Más importante: ¿es democrático un régimen político en el que el partido en el poder se ha ocupado de destituir con saqueos y puebladas organizadas por ellos mismos a los únicos dos gobiernos no peronistas del último cuarto de siglo, y proclama a los cuatro vientos, por boca de sus principales dirigentes, que es el único capaz de gobernar la Argentina? ¿Existe democracia en un país en el que buena parte de los ciudadanos votan creyendo, con razón o sin ella, que la única opción frente al caos es el peronismo, y en el que el propio peronismo intenta alimentar esa creencia todos los días? Si un solo partido puede gobernar, ¿es una democracia o un régimen de partido único?
Podrán parecer cuestiones teóricas en momentos en que la violencia hace otra vez su entrada en la política por la puerta grande. Pero el problema es justamente ése: la falta de República mata. No la corrupción sino la falta de República.
La falta de República mata porque la corrupción es consecuencia de la destrucción de las agencias del Estado encargadas del control de gestión de los trenes, por ejemplo; y porque un Congreso convertido en escribanía y un Poder Ejecutivo sordo y monárquico fueron capaces de ignorar los informes de la Auditoría General de la Nación que anticipaban lo que sucedió en Once.
La falta de República mata porque la corrupción que permite y las pésimas gestiones que genera, matan. Matan de hambre chicos chaqueños en un país que produce alimentos para siete veces su población, y matan a economistas pasajeros de remises y ocho mil ciudadanos anónimos por año en un país cuyos ferrocarriles han sido devastados por el peronismo menemista, en el que sus rutas se caen a pedazos después de once años de peronismo kirchnerista y soja a U$S 500, y cuyos camioneros son instruidos en virtudes conductivas por el sindicato del peronista Moyano.

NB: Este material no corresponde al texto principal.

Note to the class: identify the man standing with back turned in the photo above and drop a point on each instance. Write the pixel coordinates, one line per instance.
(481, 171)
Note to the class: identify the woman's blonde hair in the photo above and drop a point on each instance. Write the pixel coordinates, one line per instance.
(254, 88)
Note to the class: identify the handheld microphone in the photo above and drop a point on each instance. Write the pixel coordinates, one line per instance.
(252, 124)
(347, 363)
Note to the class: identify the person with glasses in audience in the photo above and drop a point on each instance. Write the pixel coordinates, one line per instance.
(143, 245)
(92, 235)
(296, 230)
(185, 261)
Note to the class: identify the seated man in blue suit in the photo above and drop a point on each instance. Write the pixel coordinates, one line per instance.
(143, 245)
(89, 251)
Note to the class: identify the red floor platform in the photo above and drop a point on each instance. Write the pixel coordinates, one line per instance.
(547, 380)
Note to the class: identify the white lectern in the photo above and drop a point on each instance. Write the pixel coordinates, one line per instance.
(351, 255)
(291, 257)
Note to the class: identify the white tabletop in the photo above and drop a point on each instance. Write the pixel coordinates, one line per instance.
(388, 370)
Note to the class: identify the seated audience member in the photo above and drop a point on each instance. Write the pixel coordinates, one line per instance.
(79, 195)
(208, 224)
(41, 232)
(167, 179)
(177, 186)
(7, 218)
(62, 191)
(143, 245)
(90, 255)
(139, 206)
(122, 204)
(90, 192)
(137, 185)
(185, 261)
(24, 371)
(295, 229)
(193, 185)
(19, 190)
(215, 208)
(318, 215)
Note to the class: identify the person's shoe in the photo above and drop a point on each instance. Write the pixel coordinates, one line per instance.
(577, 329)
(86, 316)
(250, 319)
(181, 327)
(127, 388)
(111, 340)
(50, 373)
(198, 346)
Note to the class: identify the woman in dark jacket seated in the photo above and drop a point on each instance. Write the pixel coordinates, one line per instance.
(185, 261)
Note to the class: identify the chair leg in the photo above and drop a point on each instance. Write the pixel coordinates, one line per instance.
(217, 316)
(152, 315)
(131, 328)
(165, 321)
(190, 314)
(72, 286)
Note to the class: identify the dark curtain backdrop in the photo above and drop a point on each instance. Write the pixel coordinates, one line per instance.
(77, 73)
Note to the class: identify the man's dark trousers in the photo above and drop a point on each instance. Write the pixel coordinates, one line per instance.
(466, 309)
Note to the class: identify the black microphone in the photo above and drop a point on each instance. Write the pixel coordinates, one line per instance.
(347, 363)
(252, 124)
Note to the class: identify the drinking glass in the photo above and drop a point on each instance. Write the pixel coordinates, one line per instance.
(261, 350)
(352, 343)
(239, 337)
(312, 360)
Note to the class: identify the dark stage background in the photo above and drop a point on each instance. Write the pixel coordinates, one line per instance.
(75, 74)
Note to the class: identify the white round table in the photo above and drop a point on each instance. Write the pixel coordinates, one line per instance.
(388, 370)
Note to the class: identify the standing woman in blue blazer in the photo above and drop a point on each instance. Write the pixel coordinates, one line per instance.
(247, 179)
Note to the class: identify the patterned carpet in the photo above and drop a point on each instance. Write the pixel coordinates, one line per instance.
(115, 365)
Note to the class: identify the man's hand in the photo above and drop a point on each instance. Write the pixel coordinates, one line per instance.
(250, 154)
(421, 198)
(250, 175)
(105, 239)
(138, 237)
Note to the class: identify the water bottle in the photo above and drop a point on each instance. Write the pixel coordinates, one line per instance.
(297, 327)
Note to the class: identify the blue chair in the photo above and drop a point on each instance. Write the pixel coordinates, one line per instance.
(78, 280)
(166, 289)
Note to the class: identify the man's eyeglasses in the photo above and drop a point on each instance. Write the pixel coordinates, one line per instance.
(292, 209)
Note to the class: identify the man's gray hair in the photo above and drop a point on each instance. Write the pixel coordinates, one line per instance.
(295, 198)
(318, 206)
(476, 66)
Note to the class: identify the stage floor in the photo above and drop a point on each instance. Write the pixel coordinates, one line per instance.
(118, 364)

La falta de República mata porque el problema no son los servicios de inteligencia, que existen en todos los países. El problema es que once años de usarlos como arma de extorsión contra periodistas independientes, funcionarios de Justicia y políticos de la oposición, han llevado al inevitable olvido de que su función es servir a los intereses de la República y no a los de una facción.
Como tales, no son ya servicios de inteligencia sino una organización mafiosa que persigue sus propios intereses y los de sus miembros. Más o menos como el propio Gobierno.
Aun en el caso de la inverosímil hipótesis de un asesinato de Nisman orquestado por los servicios de inteligencia para perjudicarla, Cristina Fernández y sus funcionarios son los principales responsables. Es por eso, también, que la falta de República mata.
Porque no existe ya un sector del Estado que responda al interés general. Todos están al servicio del poder y de sí mismos; desde la versión naive que constituye Aerolíneas Camporistas hasta los servicios de inteligencia conscientes del poder y la impunidad que les ha dejado la Década Saqueada.
Así estamos, inermes, desamparados; huérfanos de toda república y a merced de las mafias y patotas que nos deja este cuarto de siglo de institucionalidad peronista. ¿Habremos aprendido la lección o votaremos más de lo mismo?